Before the passage of the new law, homeowners can deduct interest they pay on their homes and second homes on loans up to $1 million in value. The present bill lowers the interest deduction allowed to $750,000.
Presently, taxpayers can deduct what they pay in state and local property and income taxes from their federal returns. Under the new law, taxpayers can only claim a maximum of $10,000, which can be any combination of income or property taxes. This hits high tax states like New York and New Jersey particularly hard.
When taxpayers file federal returns, they have a choice between itemizing their deductions or taking the standard deduction. The new law doubles the standard deduction from $6,350 to $12,000 for individuals and from $12,700 to $24,000 for couples. With the standard deduction doubling, fewer taxpayers will itemize. This mean fewer people will be taking the mortgage interest deduction and the deduction for state and local property taxes. further This will mean house prices will likely go down.
By almost doubling the standard deductions for individual and joint tax filers, the legislation blunts the advantage of the mortgage-interest deduction, which is often a key factor in home-buying decisions, particularly in pricey markets.
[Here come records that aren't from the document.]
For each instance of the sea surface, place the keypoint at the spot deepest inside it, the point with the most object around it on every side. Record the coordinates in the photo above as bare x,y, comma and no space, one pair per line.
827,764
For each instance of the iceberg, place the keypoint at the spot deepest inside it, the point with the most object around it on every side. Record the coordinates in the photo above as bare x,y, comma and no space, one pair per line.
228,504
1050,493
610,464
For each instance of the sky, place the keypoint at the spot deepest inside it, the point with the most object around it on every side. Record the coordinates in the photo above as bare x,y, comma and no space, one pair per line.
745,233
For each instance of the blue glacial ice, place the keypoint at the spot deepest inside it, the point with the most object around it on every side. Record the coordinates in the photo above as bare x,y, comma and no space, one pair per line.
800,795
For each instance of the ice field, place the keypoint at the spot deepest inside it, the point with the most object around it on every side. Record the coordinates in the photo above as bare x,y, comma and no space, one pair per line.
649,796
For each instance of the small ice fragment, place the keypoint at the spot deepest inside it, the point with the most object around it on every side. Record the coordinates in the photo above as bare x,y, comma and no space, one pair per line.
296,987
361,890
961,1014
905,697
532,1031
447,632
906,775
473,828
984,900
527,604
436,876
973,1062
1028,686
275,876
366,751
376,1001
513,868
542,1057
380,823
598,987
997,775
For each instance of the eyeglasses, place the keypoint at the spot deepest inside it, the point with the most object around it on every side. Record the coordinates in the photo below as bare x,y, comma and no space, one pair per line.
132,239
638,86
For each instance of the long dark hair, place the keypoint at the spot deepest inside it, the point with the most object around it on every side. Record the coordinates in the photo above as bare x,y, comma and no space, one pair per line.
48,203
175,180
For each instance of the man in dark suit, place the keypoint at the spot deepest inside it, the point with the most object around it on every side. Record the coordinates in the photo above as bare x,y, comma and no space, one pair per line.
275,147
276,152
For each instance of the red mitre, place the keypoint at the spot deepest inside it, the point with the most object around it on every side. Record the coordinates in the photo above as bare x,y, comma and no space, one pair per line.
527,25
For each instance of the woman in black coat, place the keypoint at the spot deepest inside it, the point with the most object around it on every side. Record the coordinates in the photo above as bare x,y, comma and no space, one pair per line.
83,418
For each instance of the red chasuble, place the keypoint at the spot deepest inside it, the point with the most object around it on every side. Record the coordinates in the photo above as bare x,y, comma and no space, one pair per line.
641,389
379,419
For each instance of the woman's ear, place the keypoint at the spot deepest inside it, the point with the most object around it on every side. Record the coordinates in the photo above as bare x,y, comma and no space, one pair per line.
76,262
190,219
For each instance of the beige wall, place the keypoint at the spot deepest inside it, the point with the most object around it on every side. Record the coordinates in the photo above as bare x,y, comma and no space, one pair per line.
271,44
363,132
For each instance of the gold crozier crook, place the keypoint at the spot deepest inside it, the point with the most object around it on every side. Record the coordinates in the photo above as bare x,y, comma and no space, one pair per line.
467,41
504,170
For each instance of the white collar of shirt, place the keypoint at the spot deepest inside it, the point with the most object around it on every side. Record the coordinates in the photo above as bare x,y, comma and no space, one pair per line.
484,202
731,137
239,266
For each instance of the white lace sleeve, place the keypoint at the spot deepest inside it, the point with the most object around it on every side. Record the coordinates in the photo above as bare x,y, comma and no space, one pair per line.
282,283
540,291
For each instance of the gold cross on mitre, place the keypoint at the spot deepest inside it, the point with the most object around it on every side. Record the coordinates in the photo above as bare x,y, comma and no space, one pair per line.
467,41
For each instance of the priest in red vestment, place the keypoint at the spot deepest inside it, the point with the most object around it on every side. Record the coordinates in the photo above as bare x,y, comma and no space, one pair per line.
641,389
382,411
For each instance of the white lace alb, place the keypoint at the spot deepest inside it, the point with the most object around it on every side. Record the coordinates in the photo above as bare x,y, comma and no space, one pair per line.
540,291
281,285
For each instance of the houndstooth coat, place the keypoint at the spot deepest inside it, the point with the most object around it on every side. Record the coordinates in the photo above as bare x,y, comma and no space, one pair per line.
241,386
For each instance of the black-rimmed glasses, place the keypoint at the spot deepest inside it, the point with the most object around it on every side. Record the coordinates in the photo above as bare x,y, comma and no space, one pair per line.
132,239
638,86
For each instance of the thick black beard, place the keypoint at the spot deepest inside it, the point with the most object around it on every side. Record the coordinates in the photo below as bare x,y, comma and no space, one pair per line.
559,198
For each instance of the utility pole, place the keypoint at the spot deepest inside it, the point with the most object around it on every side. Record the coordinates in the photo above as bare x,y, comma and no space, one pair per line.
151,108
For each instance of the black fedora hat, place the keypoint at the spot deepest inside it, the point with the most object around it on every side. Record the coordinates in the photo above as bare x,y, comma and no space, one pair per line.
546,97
The legislation also caps the deduction for state and local taxes at $10,000, a hammer blow to homeowners in high-tax states. Taken together, the changes significantly diminish the perks of homeownership built into the tax code.
According to Zillow about 23 million fewer people will purchase homes next year.
The National Association of Realtors, one of the largest and wealthiest lobby groups in the U.S., lobbied vigorously and unsuccessfully against the changes. Housing lobbyists said they first spotted trouble when a 2014 Republican blueprint from then-Chairman of the House Ways and Means Dave Camp proposed to nearly double the standard deduction. It neutered the mortgage-interest deduction by ensuring the vast majority of households no longer would be incentivized to itemize their tax returns.